I’m no Einstein, but that’s a pretty notable gap. So if women are physiologically capable of reaching orgasm as quickly as men, why is it that it takes us ladies so much longer to climax when we’re with a partner? According to Tanya, there a multitude of reasons.
For women, desire and arousal are wholly controlled by the brain, which controls the rest of our body. When women are with a partner, it can take more time to relax and trigger arousal in the brain, and thus blood flow in the vagina and other erogenous zones. Although this can be impacted by things like stress, nervousness, self-esteem issues, past experiences, and physical impairment (to name a few), it still takes women a little more time to become fully aroused in the absence of these factors.
As our personal sexpert suggested, what’s important is that we take things nice and slow. Take time to touch each other’s entire bodies before going straight for the bullseye. After all, “why rush to dessert when you can have a multi-course degustation?”
Of equal importance, Tanya re-iterated what you’ve probably already heard several times before: “communication is key”. Making an effort to talk to your partner and find out what they like can go a long way. Before getting physical, “connect with each other mentally first by using your words”, she says. Who knew it was that simple?
On top of this gender imbalance in the time it takes to orgasm, when it comes to hook-up sex, the stats are even more divided. On average, a mere 4 per cent of women orgasm compared to a whopping 85 per cent of men. The rate of orgasm increases with the number of hook-ups between the pair, presumably because both parties get to know each other better. Clearly, communication and comfort have a lot to do with reaching the big O.

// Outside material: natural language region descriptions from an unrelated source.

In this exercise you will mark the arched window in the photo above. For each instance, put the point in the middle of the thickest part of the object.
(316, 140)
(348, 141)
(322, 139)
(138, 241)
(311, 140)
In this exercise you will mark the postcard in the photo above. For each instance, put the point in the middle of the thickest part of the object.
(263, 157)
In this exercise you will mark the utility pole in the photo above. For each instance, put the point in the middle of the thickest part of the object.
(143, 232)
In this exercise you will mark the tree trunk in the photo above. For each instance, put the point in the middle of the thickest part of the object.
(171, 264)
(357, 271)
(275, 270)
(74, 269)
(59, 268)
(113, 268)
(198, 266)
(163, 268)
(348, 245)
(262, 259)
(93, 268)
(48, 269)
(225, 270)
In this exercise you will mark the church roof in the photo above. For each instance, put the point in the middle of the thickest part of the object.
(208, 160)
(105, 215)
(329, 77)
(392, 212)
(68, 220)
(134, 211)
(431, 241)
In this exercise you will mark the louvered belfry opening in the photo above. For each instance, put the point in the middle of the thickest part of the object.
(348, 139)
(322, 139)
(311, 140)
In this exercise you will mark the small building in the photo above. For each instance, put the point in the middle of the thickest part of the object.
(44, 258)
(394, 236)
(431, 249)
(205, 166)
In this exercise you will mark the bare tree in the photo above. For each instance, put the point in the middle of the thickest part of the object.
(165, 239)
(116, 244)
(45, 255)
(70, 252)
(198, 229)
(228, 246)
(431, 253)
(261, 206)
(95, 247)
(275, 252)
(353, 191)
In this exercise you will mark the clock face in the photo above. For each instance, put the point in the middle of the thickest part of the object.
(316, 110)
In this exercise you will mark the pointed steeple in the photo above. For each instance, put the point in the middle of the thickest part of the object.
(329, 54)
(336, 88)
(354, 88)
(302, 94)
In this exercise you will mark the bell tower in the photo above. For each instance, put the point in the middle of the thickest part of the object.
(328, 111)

As alarming as this orgasm gap is, fear not! Tanya reminded us that reaching orgasm isn’t the be all and end all of good sex. “Don’t make sex outcome focussed”, she advised. “Sex is about the journey, not the destination”. That goes for everyone: so long as you’re having fun, that’s all that really matters in the end!
Content note: Some Rad Sex coverage uses language that reinforces the gender binary to reflect the content of reviewed events. Honi understands that this does not represent the identities of all our readers.